Monday, May. 10, 1976

Abrupt Change of Command

The leaders of the Soviet Union --Leonid Brezhnev, Nikolai Podgorny, Aleksei Kosygin--were downcast as they stood by the flower-covered bier in Moscow's imposing Trade Union House. While a string orchestra played funeral dirges, thousands of workers, soldiers and bureaucrats filed past the medal-bedecked dais for a last look at the jut-jawed countenance of Marshal Andrei Antonovich Grechko, Soviet Defense Minister and architect of the Kremlin's modern-day military might.

Grechko had died suddenly and unexpectedly at 72 in Moscow of an apparent heart attack. After lying in state for 24 hours, he was interred in the Kremlin wall, the burial spot for Soviet heroes. Grechko had been the chief mover in Russia's shift over the past decade from a primarily defensive military machine built around big, nuclear-tipped missiles to the balanced, varied --and growing--land, air and sea force that now gives sleepless nights to NATO planners, and has become an issue in the U.S. presidential campaign.

After he became Defense Minister in 1967, Grechko presided over the program of rapid diversification and modernization that catapulted Soviet forces into a situation of overall near parity with the U.S. He reorganized the officer corps, introduced advanced technology to the armored forces, and successfully tested new conventional weapons --notably air defense missiles--in the Middle East and Southeast Asia. Probably the Grechko achievement that worried Western commanders most was the strengthening and integration of Warsaw Pact forces.

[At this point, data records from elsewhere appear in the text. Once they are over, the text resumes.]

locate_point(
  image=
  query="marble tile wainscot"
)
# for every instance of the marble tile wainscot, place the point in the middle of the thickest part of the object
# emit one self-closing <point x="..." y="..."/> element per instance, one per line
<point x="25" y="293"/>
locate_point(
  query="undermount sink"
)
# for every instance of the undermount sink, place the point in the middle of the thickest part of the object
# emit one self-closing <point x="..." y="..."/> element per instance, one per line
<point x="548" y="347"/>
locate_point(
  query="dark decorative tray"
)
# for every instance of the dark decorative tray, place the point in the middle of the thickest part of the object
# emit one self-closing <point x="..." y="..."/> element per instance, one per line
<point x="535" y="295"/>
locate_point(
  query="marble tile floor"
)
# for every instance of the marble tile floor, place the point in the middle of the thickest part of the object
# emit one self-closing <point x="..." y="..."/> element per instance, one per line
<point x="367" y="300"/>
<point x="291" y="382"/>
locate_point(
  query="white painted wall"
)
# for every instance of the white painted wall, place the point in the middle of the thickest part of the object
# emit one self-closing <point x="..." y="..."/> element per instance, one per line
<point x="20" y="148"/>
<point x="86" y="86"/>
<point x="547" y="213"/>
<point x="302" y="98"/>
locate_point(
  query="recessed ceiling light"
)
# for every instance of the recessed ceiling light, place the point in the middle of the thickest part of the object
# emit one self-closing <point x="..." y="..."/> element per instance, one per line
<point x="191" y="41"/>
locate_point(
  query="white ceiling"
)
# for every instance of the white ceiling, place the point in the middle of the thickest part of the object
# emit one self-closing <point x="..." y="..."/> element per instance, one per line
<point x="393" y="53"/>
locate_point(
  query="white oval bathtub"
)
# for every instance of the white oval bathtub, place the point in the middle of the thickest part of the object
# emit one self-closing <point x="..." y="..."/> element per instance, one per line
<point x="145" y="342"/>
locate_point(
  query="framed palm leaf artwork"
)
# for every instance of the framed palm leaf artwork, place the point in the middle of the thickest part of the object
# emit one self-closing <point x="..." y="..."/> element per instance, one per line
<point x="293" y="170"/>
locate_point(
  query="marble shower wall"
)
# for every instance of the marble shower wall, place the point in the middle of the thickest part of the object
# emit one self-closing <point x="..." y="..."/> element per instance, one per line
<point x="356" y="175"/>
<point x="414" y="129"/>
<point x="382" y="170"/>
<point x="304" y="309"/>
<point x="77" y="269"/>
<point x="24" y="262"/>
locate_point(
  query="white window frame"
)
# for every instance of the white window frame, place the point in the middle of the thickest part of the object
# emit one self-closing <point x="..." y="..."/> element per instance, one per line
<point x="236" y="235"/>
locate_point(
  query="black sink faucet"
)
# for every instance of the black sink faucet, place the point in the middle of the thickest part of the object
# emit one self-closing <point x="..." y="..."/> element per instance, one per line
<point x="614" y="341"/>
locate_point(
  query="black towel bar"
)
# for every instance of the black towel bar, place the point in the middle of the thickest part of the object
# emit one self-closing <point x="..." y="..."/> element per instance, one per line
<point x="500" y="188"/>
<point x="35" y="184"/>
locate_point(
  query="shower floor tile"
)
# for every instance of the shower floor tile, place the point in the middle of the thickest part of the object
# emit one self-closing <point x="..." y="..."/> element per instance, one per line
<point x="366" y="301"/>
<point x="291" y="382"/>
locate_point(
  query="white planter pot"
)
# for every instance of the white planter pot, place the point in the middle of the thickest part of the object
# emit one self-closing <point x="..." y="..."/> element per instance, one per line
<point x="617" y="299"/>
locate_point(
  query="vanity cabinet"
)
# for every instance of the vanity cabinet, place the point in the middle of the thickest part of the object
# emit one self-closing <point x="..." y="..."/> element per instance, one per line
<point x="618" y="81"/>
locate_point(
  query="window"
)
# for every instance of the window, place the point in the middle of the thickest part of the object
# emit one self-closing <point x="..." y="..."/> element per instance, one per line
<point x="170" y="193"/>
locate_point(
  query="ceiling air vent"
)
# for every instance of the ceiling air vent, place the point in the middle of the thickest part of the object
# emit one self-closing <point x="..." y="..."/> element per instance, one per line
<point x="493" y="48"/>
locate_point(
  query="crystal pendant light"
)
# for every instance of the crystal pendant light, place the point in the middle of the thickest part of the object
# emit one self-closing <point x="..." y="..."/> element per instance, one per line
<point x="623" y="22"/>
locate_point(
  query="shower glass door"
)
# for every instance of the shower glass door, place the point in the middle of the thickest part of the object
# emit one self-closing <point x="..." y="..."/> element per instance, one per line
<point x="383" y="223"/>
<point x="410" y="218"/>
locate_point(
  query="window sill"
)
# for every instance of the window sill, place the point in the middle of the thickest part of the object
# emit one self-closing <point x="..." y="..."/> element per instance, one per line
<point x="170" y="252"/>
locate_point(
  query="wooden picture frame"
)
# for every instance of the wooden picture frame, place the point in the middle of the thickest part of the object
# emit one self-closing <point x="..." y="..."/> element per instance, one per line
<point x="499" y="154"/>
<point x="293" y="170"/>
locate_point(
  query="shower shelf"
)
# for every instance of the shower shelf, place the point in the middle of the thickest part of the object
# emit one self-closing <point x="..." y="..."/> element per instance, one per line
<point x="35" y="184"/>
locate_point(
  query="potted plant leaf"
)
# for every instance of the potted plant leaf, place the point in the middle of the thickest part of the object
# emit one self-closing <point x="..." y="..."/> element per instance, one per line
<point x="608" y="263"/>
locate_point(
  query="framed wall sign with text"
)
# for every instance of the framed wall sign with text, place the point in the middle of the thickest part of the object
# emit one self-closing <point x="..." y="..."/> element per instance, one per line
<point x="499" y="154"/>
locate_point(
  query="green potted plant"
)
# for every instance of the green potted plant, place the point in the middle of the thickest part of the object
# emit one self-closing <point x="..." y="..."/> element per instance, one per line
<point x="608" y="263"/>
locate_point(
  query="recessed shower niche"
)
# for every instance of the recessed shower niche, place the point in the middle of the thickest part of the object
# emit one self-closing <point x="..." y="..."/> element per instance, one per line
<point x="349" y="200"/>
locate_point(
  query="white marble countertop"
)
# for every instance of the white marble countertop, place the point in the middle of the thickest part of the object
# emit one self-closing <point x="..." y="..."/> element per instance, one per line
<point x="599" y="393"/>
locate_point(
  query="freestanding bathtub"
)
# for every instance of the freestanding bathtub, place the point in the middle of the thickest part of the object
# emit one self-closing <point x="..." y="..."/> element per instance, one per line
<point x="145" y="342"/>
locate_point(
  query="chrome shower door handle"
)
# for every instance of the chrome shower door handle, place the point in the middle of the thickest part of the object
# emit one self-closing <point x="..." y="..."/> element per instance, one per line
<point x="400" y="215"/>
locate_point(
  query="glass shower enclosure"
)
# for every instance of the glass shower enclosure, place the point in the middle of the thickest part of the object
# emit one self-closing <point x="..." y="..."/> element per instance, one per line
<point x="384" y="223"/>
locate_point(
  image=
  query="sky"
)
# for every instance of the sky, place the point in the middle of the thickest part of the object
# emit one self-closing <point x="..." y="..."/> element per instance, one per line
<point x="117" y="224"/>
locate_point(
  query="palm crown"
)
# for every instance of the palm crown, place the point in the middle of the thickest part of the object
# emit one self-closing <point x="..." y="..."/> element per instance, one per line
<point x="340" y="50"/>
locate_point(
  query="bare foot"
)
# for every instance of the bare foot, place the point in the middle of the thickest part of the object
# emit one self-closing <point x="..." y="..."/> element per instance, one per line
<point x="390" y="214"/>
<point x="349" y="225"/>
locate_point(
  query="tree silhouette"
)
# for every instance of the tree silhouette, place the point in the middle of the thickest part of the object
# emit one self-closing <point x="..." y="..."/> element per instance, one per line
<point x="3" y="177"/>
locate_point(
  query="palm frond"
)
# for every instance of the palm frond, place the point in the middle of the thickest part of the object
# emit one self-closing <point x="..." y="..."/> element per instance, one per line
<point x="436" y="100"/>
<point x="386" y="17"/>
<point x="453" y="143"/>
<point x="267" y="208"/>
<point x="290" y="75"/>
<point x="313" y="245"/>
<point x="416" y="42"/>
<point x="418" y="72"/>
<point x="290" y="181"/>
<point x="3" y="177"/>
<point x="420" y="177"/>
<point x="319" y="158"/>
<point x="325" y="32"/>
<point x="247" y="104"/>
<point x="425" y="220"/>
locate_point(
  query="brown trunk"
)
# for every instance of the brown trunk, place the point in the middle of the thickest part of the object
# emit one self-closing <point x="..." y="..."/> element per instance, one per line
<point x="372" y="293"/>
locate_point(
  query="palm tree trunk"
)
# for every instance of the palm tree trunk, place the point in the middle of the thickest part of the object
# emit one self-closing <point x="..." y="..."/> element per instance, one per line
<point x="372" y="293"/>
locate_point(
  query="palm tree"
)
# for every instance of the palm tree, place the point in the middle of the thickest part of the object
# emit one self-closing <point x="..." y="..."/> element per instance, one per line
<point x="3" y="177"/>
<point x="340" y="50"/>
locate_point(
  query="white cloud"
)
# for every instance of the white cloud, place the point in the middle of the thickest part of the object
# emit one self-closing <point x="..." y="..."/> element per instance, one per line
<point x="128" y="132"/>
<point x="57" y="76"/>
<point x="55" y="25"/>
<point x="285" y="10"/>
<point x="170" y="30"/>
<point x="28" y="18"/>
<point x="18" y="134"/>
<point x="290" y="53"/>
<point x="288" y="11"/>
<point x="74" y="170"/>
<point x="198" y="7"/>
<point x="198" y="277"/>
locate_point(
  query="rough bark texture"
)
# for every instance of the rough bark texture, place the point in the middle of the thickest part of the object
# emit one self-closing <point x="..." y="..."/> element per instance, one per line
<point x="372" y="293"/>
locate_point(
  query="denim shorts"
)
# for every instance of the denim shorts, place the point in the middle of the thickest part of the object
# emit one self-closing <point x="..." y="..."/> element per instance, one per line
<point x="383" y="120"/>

Grechko Fresco. In Western capitals, the bear-size Grechko (6 ft. 2 in., 220 lbs.) was usually regarded as an archfoe of detente and disarmament. Although his precise role in the 1968 Soviet invasion of Czechoslovakia has long been a matter of debate, many East Europeans are persuaded that he played a decisive part. Grechko apparently argued that Czech Party Chief Alexander Dubcek's political liberalization program was unacceptable from Moscow's point of view and that only a military intervention would keep the country in the Communist orbit. Even today the bullet-riddled fac,ade of Prague's National Museum is known among Czechs as a "fresco `a la Grechko."

But many analysts of Soviet affairs believe that later, Grechko--bending with the diplomatic winds--did not oppose a relaxation of tensions with the West. In 1973, when detente had begun in earnest, Grechko was brought into the Politburo by Party Boss Leonid Brezhnev--a rare honor for any military man. Grechko's appointment was probably intended to reassure Moscow's hawkish factions, but observers believe that Grechko was all along a strong supporter of Brezhnev's policies, including detente.

Grechko's 56-year career in uniform spanned the military history of the Soviet Union. Born to a peasant family in southern Russia, he joined the Red Army at age 16, during the bloody civil wars that followed the Bolshevik Revolution of 1917. He remained in the army, survived Stalin's purges of the military hierarchy in the 1930s and rose to colonel general by the end of World War II. One wartime acquaintance, Nikita Khrushchev, later recalled joking about Grechko's imposing physical stature. "Comrade General," Khrushchev quipped, "please stand back so I can look you in the eye." In 1953, after Khrushchev came to power, Grechko assumed the key post of commander of Soviet forces in East Germany, where he helped put down an anti-Soviet uprising. He easily survived the 1964 ouster of Khrushchev, in part because Khrushchev's successor, Brezhnev, was another wartime associate. A marshal by 1955, Grechko became commander in chief of the Warsaw Pact forces before taking over as Defense Minister.

Tough Guy. No sooner were Grechko's remains deposited in the Kremlin wall than his successor was announced: Dmitri Ustinov, 67, a Politburo member who for some 35 years has been in charge of Russia's armaments industry. Ustinov's appointment surprised Western Kremlinologists, most of whom predicted that Warsaw Pact Commander Ivan Yakubovsky would get the job. Ustinov is the first civilian to head the Soviet military since Leon Trotsky was named Defense Minister in 1918 ("An unhappy precedent," quipped one analyst). The choice of Ustinov, a skilled technocrat, as Defense Minister may reflect Moscow's desire for greater efficiency in the country's mammoth defense establishment.

Certainly no Soviet leader has had more experience than Ustinov in dealing with vast, complex bureaucracies. Born to a working-class family in Samara (now Kuibyshev) in southern Russia, he was Stalin's Commissar of Armaments for most of World War II and, almost ever since, has been czar of the Soviet's military-industrial complex. Ustinov is described by one Western military attache as "a bright, tough guy." He favors heavy military spending and accelerated technological development. In short, he will almost certainly prove a persistent adherent to the main goal established by Grechko: to make the Soviet Union militarily the most powerful nation on earth.